Grammy-nominated musician Clarice Assad teaches master class at Detroit School of Arts

Christopher Tiffany is the associate director of development, foundation relations at the University of Michigan School of Education.

The Detroit School of Arts is a Knight Arts Challenge winner. Through partnerships with organizations like the University of Michigan School of Education, the high school provides resources and opportunities for students to explore and excel in the fields of music, dance, visual arts, theater and broadcast media.

Clarice Assad–a Grammy-nominated composer, pianist and vocalist, and the daughter of Brazilian guitarist and composer Sergio Assad–presented a master class to more than 200 students at the Detroit School of Arts on Nov. 12.
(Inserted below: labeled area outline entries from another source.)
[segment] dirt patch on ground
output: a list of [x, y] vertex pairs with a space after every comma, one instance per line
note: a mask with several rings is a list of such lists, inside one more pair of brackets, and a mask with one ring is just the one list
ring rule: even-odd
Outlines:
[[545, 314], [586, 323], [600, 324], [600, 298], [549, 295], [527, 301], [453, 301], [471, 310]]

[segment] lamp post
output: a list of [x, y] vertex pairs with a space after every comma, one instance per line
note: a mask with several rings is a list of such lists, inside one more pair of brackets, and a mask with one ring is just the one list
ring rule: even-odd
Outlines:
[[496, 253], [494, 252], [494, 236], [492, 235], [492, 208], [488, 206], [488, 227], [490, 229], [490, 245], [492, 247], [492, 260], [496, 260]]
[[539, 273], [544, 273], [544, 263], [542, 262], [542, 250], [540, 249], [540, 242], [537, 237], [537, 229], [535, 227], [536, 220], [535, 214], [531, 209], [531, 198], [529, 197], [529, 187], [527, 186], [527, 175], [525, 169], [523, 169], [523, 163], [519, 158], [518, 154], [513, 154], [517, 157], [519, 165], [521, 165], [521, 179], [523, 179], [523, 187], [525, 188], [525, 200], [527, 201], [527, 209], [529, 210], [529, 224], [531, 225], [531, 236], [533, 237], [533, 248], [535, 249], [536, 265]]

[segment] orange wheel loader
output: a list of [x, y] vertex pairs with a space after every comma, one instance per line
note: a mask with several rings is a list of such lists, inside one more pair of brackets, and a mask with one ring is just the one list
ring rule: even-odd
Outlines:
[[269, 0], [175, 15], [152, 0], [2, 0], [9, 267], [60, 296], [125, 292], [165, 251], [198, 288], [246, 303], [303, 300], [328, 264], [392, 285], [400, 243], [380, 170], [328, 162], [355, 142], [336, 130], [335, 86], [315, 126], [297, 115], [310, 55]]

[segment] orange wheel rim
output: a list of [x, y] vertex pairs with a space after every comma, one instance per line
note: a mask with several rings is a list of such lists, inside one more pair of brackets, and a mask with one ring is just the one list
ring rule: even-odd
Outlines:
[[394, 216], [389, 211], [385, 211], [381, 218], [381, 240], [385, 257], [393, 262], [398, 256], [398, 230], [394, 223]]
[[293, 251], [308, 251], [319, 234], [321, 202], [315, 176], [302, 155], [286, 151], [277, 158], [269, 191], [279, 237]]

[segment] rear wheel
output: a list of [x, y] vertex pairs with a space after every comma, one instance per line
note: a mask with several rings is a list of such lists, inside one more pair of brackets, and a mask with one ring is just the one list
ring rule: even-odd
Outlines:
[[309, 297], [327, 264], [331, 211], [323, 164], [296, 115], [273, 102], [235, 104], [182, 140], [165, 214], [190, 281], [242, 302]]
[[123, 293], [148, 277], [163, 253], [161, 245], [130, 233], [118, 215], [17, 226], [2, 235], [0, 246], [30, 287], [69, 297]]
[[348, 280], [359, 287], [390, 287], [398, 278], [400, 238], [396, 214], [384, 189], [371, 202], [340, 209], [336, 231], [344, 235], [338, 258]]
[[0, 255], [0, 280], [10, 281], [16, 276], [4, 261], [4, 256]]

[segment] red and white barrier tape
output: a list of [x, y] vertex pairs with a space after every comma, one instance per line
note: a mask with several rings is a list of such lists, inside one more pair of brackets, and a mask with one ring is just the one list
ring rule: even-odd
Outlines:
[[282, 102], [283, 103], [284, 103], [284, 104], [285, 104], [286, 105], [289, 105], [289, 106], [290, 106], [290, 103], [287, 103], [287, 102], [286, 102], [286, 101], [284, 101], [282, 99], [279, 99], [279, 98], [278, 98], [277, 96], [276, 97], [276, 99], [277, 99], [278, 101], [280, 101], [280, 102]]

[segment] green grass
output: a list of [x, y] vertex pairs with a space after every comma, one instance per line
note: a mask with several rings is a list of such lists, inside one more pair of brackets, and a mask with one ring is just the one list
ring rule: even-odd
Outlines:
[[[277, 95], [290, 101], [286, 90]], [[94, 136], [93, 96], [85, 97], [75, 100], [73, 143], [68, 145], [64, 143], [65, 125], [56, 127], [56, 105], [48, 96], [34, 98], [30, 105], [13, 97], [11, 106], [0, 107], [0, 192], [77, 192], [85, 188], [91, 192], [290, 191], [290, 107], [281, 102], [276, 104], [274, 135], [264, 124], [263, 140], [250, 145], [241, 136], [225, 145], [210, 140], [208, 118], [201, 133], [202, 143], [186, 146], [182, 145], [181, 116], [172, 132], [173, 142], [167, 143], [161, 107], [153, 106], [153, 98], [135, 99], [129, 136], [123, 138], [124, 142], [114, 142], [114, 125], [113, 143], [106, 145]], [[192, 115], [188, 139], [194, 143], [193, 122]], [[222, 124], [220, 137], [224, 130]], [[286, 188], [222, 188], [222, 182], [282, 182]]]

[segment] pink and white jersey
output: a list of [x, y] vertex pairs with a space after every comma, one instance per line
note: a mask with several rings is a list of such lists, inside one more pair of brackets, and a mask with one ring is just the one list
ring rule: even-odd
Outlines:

Assad’s music has been widely commissioned by national and international orchestras, festivals and venues, such as Carnegie Hall, Cabrillo Festival of Contemporary Music and the Albany Symphony. Her works have been recorded and performed by some of the most prominent orchestras, soloists and conductors today, including Nadja Salerno-Sonnenberg, Yo-Yo Ma, Chanticleer, the Philadelphia Orchestra, Tokyo Symphony and São Paulo Symphony. Assad holds a Bachelor of Music degree with honors from Chicago’s Roosevelt University and a Master of Music degree from The University of Michigan School of Music.

Detroit School of Arts students during Assad’s master class.

Through a partnership with WRCJ-FM Detroit public radio (whose studios are housed at Detroit School of Arts) and a collaboration with the Michigan Philharmonic, the Detroit School of Arts was able to bring Assad to the school for a special presentation of her music–a fusion of jazz, Brazilian music, soundscapes and her own unique style. During her presentation, Assad talked about her personal journey as a musician from Brazil and how she has developed her piano and vocal techniques.

She performed several of her works and conducted a variety of interactive activities with the students. These activities incorporated using the body, specifically the mouth and nose, to create different sounds at the same time. She also worked with students to explore pitch, frequency and dynamics. Assad engaged both individual students and the entire audience as part of her presentation.

Assad’s presentation was enthusiastically received by students and teachers alike. Both the Michigan Philharmonic and Detroit School of Arts were so thrilled with the workshop that discussions are already underway to bring her back in the near future.